Un soplo ardiente le agitó el cabello y casi al instante un trueno más potente que todos los truenos de la más furiosa tormenta restalló sobre el Níger haciendo que la antaño altiva nave holandesa se desintegrara transformándose en una inmensa bola de fuego.

Más de mil guerreros, los mismos que un momento antes entonaban cantos de triunfo, volaron por los aires, para precipitarse a unas aguas por las que se deslizaron de inmediato decenas de gigantescos cocodrilos, y al poco la turbia corriente del gran río se tiñó de rojo, mientras cadáveres destrozados e informes despojos humanos comenzaban a cruzar mansamente junto a las bordas de La Dama de Plata.

Tan sólo entonces el hechicero Sakhau Ndú comprendió la razón por la que los fuegos de la fragata le hablaban la noche antes de dolor, derrota y muerte, mientras que los fuegos del galeón le hablaban de vida, victoria y alegría.

En pie sobre la más alta de las torres de su majestuosa fortaleza, Jean-Claude Barrière permitió que la lluvia le empapara mientras permanecía con la vista clavada en la distancia, en un vano intento por hacerse una idea acerca de lo que podía estar ocurriendo río abajo, al tiempo que aguzaba el oído tratando de captar las noticias que transmitían los tambores respecto a la feroz batalla que debía haber comenzado con las primeras luces del alba.

Pero los violentos truenos y el furioso repicar del agua sobre las hojas de los árboles acallaban cualquier otro sonido, como si los dioses se complacieran en demostrar, una vez más, que eran los únicos dueños de los destinos de unos hombres a los que cegaban y ensordecían a su antojo con el simple fragor de una tormenta.

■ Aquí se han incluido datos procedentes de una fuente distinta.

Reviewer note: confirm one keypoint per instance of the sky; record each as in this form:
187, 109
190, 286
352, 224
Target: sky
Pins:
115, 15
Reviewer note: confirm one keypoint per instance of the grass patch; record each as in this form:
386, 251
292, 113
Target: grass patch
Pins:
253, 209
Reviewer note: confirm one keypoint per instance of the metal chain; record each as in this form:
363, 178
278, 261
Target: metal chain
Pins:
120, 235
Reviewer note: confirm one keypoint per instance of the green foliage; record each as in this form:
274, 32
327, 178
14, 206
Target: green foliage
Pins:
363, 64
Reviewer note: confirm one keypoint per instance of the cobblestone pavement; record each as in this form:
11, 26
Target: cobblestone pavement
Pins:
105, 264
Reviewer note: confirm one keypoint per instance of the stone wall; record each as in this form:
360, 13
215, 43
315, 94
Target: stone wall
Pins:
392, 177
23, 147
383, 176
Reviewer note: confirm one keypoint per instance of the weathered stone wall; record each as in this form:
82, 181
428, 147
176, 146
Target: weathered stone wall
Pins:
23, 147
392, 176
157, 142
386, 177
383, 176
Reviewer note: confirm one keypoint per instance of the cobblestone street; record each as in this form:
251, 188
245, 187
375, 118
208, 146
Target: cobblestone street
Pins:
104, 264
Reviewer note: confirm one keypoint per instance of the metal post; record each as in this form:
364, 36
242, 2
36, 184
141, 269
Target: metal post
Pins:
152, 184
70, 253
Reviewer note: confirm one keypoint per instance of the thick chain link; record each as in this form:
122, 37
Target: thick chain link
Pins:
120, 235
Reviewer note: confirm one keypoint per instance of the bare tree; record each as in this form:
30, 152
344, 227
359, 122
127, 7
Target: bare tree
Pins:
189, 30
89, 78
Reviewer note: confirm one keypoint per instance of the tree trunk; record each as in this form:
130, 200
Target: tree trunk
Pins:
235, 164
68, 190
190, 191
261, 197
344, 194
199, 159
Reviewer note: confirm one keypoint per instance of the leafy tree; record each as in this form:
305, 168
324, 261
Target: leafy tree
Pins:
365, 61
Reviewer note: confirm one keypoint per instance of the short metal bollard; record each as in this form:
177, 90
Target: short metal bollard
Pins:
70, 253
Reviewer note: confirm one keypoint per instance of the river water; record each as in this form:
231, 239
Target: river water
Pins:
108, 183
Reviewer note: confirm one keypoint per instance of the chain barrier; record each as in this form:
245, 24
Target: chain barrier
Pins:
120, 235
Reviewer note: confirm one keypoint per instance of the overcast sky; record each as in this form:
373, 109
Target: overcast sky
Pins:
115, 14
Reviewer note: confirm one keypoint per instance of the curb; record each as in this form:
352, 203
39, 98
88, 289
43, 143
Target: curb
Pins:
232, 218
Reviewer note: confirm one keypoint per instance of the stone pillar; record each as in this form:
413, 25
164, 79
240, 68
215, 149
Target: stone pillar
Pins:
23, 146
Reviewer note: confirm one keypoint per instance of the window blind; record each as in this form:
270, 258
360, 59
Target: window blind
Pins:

Allí, muy cerca, apenas a media jornada de distancia de la puerta de su amada ciudadela, se estaba decidiendo el futuro de su reino y de su propia vida, y sin embargo el absurdo capricho de una estúpida tormenta inoportuna había dado al traste con su bien organizado sistema de comunicaciones, haciendo enmudecer los tambores e impidiéndole dar órdenes o recibir noticias.

Reparó en los contritos rostros de los artilleros calados hasta los huesos al pie de unos cañones cuyas bocas aparecían taponadas con pedazos de gruesa tela con objeto de impedir que el agua se les metiera en el alma, y posó más tarde la vista sobre el medio centenar de jinetes que aguardaban, altivos, serenos e impasibles, bajo la oscura marquesina del gran patio central.

Le tranquilizó su presencia, puesto que aquellos fanáticos fulbé, valientes luchadores y mahometanos convencidos, habían sabido ganarse a pulso su confianza a lo largo de los años, por lo que habían acabado por convertirse en su fiel e inseparable guardia personal.

Sabía que mientras se mantuvieran cerca no tenía nada que temer, puesto que cuando un fulbé juraba fidelidad a un «Azote de Infieles» daba su vida por él, cualesquiera que fueran las circunstancias.

Pasó una hora.

Llovía.

Luego otra.

Seguía lloviendo.

Y una tercera.

La tormenta comenzó a alejarse lentamente hacia el oeste.

Pero aún llovía.

Al fin un caballo muy blanco montado por un hombre muy negro hizo su aparición en el horizonte.

Era un fulbé, no cabía duda, puesto que tan sólo un fulbé acostumbrado a cabalgar por el desierto podía galopar de aquella forma.

Mulay-Alí, todopoderoso Rey del Níger, dueño de las vidas y las haciendas de miles de seres humanos, se esforzó por mantener la prestancia a la hora de descender las empinadas escalinatas, con intención de llegar al patio central poco antes de que lo hiciera el desalentado jinete.